Ce type d’interprétations s’appuient notamment sur les découvertes de Bernstein quant aux codes socio-linguistiques « restreint » et « élaboré » respectivement employés au sein de la classe ouvrière et de la classe moyenne (Bernstein, 1973, cité par Sadovnik, 2001, p. 609). L’idée d’une forme d’éducation nouvelle » se diffuse donc peu à peu à compter des années 60, accompagnant la mise en place de l’école unique9 (Terrail, 2002).

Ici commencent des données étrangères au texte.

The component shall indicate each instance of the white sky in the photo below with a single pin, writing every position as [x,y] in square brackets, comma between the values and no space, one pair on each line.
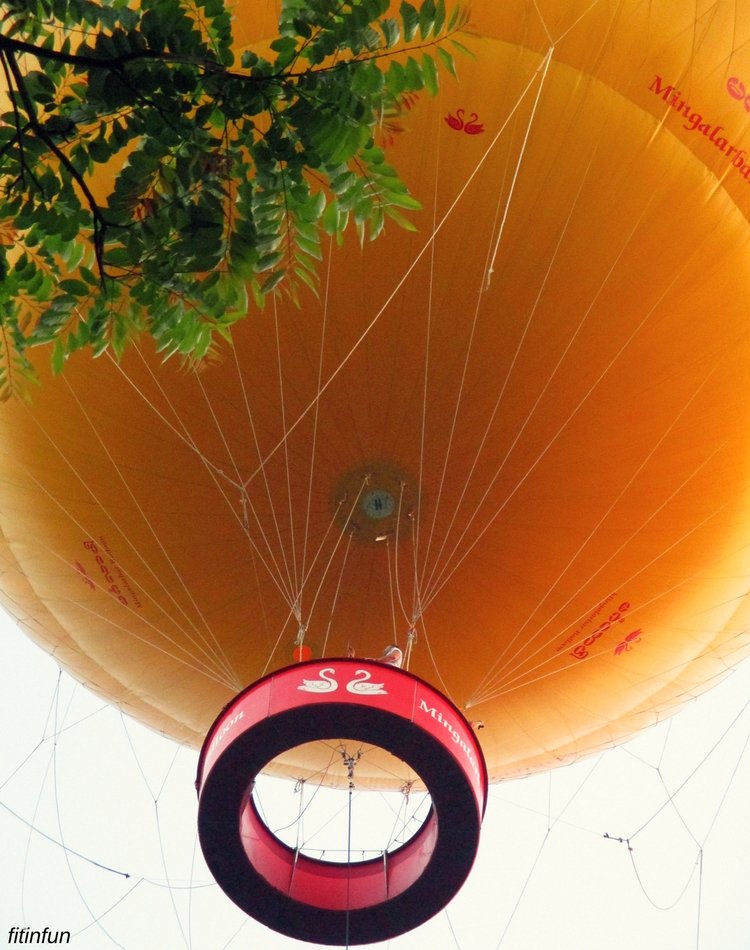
[545,877]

Celle-ci cherche alors à se dépêtrer de la forme traditionnelle de l’enseignement régnant depuis des millénaires – à savoir centrée sur l’activité d’un maître doté de savoir qui a pour fonction essentielle de le transmettre –, en choisissant de se recentrer sur l’activité de l’élève et de « plac[er] ainsi l’exigence d’adaptation au principe même de l’interaction pédagogique » (ibid., p. 221). Sous l’influence partielle de la thèse du « handicap socio-culturel », de nouvelles formes de « pédagogie adaptée » (ou « pédagogies du concret ») ont donc commencé à voir le jour (Bonnéry, 2007 ; Terrail, 2002, 2019).

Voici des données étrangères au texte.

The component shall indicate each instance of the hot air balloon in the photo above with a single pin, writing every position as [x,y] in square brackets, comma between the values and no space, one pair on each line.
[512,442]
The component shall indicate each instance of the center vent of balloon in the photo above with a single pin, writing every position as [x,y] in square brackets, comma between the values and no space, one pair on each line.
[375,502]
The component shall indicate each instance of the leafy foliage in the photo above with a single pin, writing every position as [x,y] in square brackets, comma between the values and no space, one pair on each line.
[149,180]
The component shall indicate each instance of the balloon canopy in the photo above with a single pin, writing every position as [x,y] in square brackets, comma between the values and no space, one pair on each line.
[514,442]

Ces méthodes d’enseignement se sont depuis largement développées, jusqu’à entrer dans la norme actuelle. Les inégalités scolaires, en grande partie reproduites par le système de filières qui a été instauré au sein de l’école unique en lien avec ces conceptions différenciatrices, ne sont ainsi pas moins importantes aujourd’hui qu’à l’époque où l’accès des enseignements n’était réservé qu’à une certaine frange de la population. Elles se réalisent simplement de façon plus insidieuse, dorénavant au sein même du système scolaire (Bonnéry, 2007 ; Terrail, 2002).

Un ensemble de chercheur·ses en sciences sociales, sciences de l’éducation et didacticien·nes se sont ainsi attaché·es à décrire la façon dont les pratiques et dispositifs d’enseignement dominants peuvent contribuer à la construction de certaines inégalités entre les élèves, y compris en mathématiques. C’est le principal objectif du réseau RESEIDA10, fondé en 2001 à l’initiative de certain·es membres de l’équipe ESCOL (Éducation et scolarisation) tel·les qu’Élisabeth Bautier ou Jean-Yves Rochex (voir Rochex & Crinon, 2011, pour une analyse tirée d’un ouvrage collectif regroupant certaines conclusions importantes de ces travaux). Deux processus sont principalement identifiés : une différenciation « active » et une différenciation « passive » (Rochex, 2011).

La première peut se résumer dans la tendance à adopter des modes de faire et d’enseigner différenciés selon les élèves et leurs diverses caractéristiques sociales, qu’elles soient réelles ou supposées, ce processus pouvant même intervenir au sein d’une même classe à travers l’existence de « contrats didactiques » différentiels qui se forment à l’insu des divers protagonistes (ibid., pp. 91-93).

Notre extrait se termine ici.